A Project for Better Journalism chapter
Connections, Hawk of the Week

Blue Hawk of the Week: Mr. Petig

For Walt Petig, life wasn’t always challenging. By the time he hit the age of 36,  his life changed forever. The challenge Mr. Petig faced was becoming paralyzed. 

When he got out of high school, he went into the US Coast Guard, where he worked as an engineer. Once he got out, he moved to New Hampshire and started working as a builder, making the outer shells of houses. One very unlucky time, Mr. Petig was putting in a window on the second floor of a house. He was sitting with his back facing the outside on a windowsill. As he went to nail the window in, his fate blew him away and he fell out the second-story window onto the ground, paralyzing him from the bottom of his ribs down. For the past 16 years he has needed a wheelchair to move around. For 16 years, Mr. Petig has dealt with the snow, rain, heat, cold, and much more all while sitting in a wheelchair. He has a big routine that he goes through every morning. He struggles to get up in the morning because unlike us, he can’t get out of bed and walk around. He wakes up, has to get into his wheelchair, go to the bathroom, and much more just to get out the door to head to his job. 

In order to drive, he has a knob that’s connected to the pedals. Shifting it forward hits the gas, and moving it backwards hits the brake.

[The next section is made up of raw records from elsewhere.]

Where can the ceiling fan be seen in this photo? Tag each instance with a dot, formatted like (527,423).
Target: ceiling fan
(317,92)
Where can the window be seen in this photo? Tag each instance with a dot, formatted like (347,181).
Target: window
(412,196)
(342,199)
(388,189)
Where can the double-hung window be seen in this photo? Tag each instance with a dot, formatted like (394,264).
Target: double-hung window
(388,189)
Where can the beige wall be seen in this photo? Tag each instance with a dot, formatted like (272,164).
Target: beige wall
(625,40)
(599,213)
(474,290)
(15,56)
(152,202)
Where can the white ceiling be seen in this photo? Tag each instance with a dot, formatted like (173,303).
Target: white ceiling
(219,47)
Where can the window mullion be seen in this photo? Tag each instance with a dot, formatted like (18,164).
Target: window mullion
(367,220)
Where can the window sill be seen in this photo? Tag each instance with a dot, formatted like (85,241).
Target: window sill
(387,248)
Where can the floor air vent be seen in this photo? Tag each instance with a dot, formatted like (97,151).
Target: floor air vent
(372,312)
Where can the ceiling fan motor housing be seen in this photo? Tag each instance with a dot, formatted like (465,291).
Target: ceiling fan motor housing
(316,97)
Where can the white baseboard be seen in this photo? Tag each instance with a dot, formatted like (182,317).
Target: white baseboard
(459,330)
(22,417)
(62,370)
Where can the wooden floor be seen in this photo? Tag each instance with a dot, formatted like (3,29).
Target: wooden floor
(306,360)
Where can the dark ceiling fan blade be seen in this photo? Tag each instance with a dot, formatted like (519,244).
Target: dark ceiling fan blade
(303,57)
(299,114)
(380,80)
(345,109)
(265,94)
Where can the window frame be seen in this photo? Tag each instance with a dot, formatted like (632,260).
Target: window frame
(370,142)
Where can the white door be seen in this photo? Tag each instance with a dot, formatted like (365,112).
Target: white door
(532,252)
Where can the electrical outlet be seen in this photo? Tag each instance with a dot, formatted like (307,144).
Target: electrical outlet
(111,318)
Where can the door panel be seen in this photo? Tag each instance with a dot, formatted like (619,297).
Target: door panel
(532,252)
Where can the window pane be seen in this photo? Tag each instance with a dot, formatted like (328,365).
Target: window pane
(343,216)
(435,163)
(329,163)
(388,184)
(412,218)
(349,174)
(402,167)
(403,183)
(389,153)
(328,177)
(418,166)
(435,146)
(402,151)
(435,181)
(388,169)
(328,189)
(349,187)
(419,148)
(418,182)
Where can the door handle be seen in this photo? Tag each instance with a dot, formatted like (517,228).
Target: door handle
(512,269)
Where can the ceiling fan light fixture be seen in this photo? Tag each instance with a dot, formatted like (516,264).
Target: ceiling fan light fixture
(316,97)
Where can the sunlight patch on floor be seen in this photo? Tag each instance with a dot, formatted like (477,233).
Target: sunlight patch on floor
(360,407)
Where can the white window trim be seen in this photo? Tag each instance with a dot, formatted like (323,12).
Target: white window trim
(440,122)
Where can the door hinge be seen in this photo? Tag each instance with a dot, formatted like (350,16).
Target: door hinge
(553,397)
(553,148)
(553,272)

Then there’s a separate knob on his steering wheel to help him steer. 

Once he gets to Exeter High School, where he’s a social studies teacher, he uses his motor that’s hooked up on the back of his chair so he doesn’t have to push himself around. He just double taps a band on his wrist and it turns on and pushes him down the hall, or anywhere he has to go.

 Mr. Petig, out of all people, had to deal with the depression of knowing he can’t walk anymore, and yet he still throws a smile on his face and makes the most of his life. Mr. Petig has a mindset that everyone should have.